JIS News

The House of Representatives, yesterday (November 7), approved a Government guarantee for a US$200 million loan, to be raised by Clarendon Alumina Production (CAP) on the international capital market.
“The proceeds will allow CAP to meet its financial obligations and put it in a position to contribute in terms of the expansion programme, which is envisaged for the Halse Hall Plant,” Finance Minister, Dr. Omar Davies explained to the House.
“CAP has retained the services of Bear, Stearns & Company through a competitive process, to assist in securing funding on the international capital market,” he said, adding that Bear, Stearns & Company had arranged a long-term fixed rate facility for US$200 million, which they would fully underwrite.
Minister Davies said the bauxite company had suffered drops in production and profit levels, due to cyclical market conditions in the late 1980s and early 1990s and the 1991 collapse of the Soviet Union, which resulted in significant reductions in world aluminum prices.
“This resulted in losses in the immediate years following the collapse. Since then, the company (CAP) has had to face a number of challenges, which have impacted negatively on its financial performance,” Dr. Davies said.
The Minister further informed the House that the company now faced significant debt obligations after securing two major loans in 2001, both amounting to US$125 million, and that the guarantee approved would go a far way in returning the company to profitability.
According to Dr. Davies, CAP remained an important asset to the Government and the company had developed an action plan to this end.
The tenets of this action plan, Minister Davies said, included strategies “to refinance the debts with the objective of extending the average life of the liabilities, reducing debt servicing payments and releasing currently encumbered reserved funds”.Dr. Davies said there were also plans to “hedge future alumina sales to the maximum extent possible, to provide downside protection”.
Hedging is a financial strategy taken by a firm to protect cash flow by establishing a line of credit that can offset possible cost overruns or failure of a client to pay for goods received.

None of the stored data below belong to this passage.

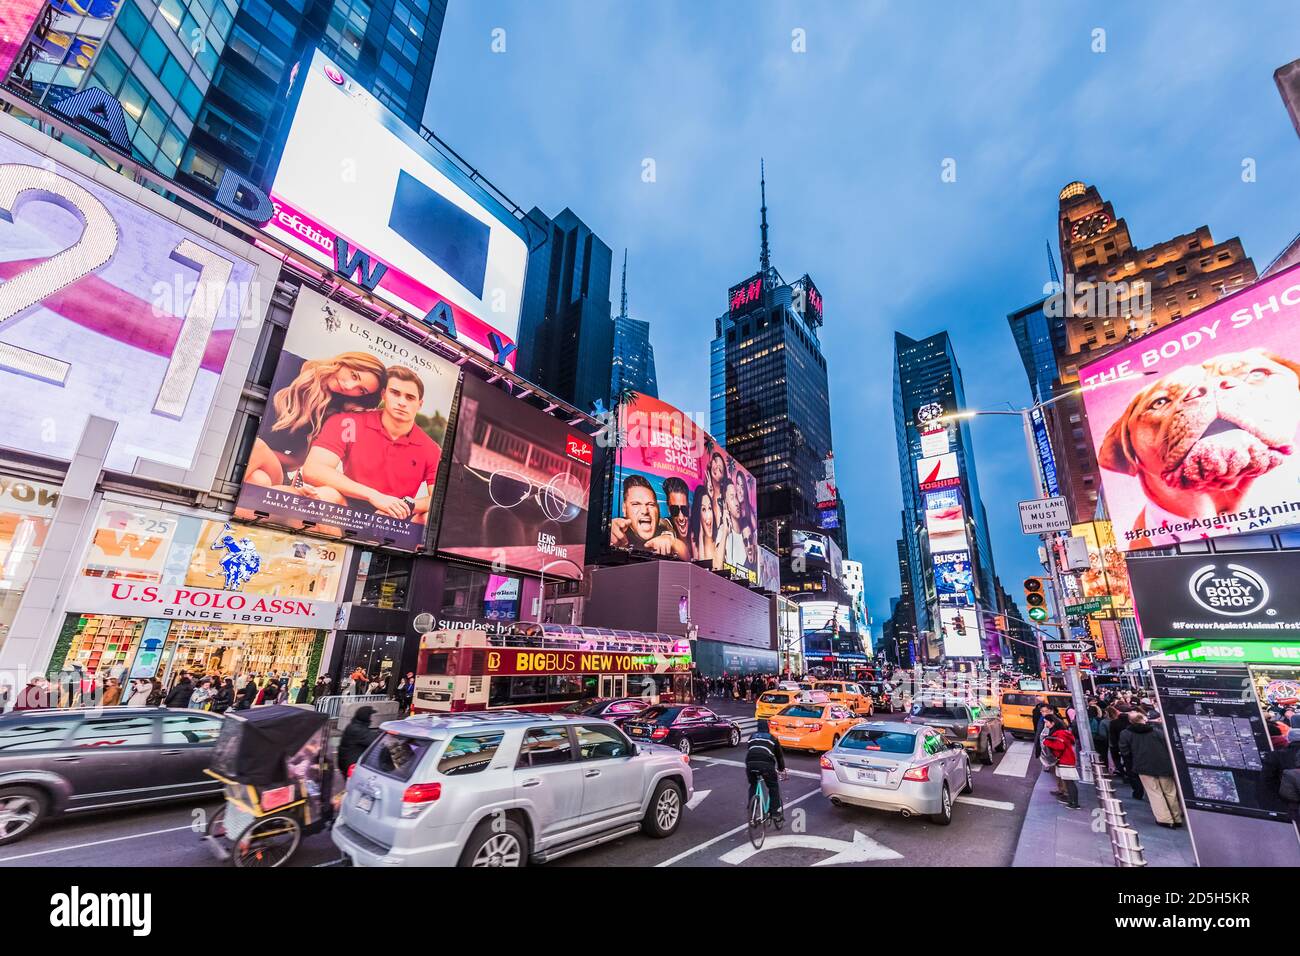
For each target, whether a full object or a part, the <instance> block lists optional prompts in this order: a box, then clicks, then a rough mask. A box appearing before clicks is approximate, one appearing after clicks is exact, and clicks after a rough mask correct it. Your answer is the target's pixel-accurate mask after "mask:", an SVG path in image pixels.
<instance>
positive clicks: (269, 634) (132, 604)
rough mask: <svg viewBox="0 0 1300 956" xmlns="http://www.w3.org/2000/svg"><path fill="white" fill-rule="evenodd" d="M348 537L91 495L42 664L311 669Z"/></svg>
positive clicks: (326, 615) (142, 672)
mask: <svg viewBox="0 0 1300 956" xmlns="http://www.w3.org/2000/svg"><path fill="white" fill-rule="evenodd" d="M346 557H347V545H343V544H338V542H334V541H325V540H320V538H308V537H298V536H294V535H289V533H285V532H278V531H270V529H266V528H255V527H248V525H243V524H238V523H233V522H229V520H227V519H225V518H222V516H214V515H203V514H196V512H192V511H164V510H159V509H151V507H142V506H139V505H135V503H131V502H127V501H108V499H105V501H104V502H101V505H100V509H99V512H98V516H96V520H95V524H94V529H92V532H91V536H90V541H88V544H87V548H86V557H85V559H83V561H82V566H81V570H79V572H78V575H77V578H75V581H74V584H73V588H72V592H70V597H69V604H68V611H69V613H68V615H66V617H65V620H64V627H62V630H61V632H60V635H59V641H57V644H56V646H55V649H53V653H52V656H51V661H49V672H51V674H57V672H60V671H78V670H79V671H81V672H82V674H83V675H85V676H86V678H98V679H100V680H104V679H107V678H110V676H112V678H118V679H120V680H122V679H134V678H159V679H166V678H170V676H174V675H175V674H177V672H179V670H182V669H183V670H188V671H191V672H194V674H212V675H216V674H220V675H222V676H237V675H265V674H269V672H272V671H276V672H278V674H281V675H290V676H291V678H292V685H294V687H298V685H300V684H302V683H303V682H312V680H315V676H316V671H317V669H318V666H320V659H321V654H322V652H324V649H325V641H326V637H328V635H329V633H330V628H333V627H334V620H335V611H337V607H338V605H337V601H338V591H339V584H341V578H342V575H343V570H344V567H346Z"/></svg>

For example, he said, “compared to a projected price of US$206 per tonne for 2006, the average price for the next two years will be US$235 per tonne, translating, all other things being equal, into increased cash flows of US$40 million for the company over the period”.
Outlining how CAP would use the net proceeds from the US$200 million facility, the Finance Minister informed that, “first, there will be a redemption of the existing bonds which are at a high interest rate and this will account for approximately $70 million. Then there is the repayment of an advance, which has been made by the Accountant General for $20 million.
There is a repayment to Alcoa, which is for $18.6 million, a repayment to The Bauxite and Alumina Trading Company of Jamaica Limited (BATCo) of $14 million and there will be working capital of $72.5 million for 2006 and 2007”.
The terms of the loan, Minister Davies said, included “a five-year moratorium, amortized with 21 equal payments and consecutive semi-annual payments beginning in year five. The interest will be payable semi-annually”, and added that the interest rate would be less than nine per cent per annum.
CAP was created as a strategic response to the closure of JAMALCo refinery in 1985 by its owner Alcoa Minerals of Jamaica (Alcoa), saving hundreds of jobs in the bauxite aluminum trade and ensured continued foreign exchange earnings when the bauxite was scarce in Jamaica.
“After the period when CAP operated the facility.there was an upturn in the international alumina market, and Alcoa indicated that it wished to return as part owner,” Minister Davies informed the House, adding that new ownership arrangements were negotiated between the Government and Alcoa, which resulted in Alcoa’s equity being reduced to 50 per cent in a joint venture agreement, while the Government’s equity increased to an equal 50 per cent.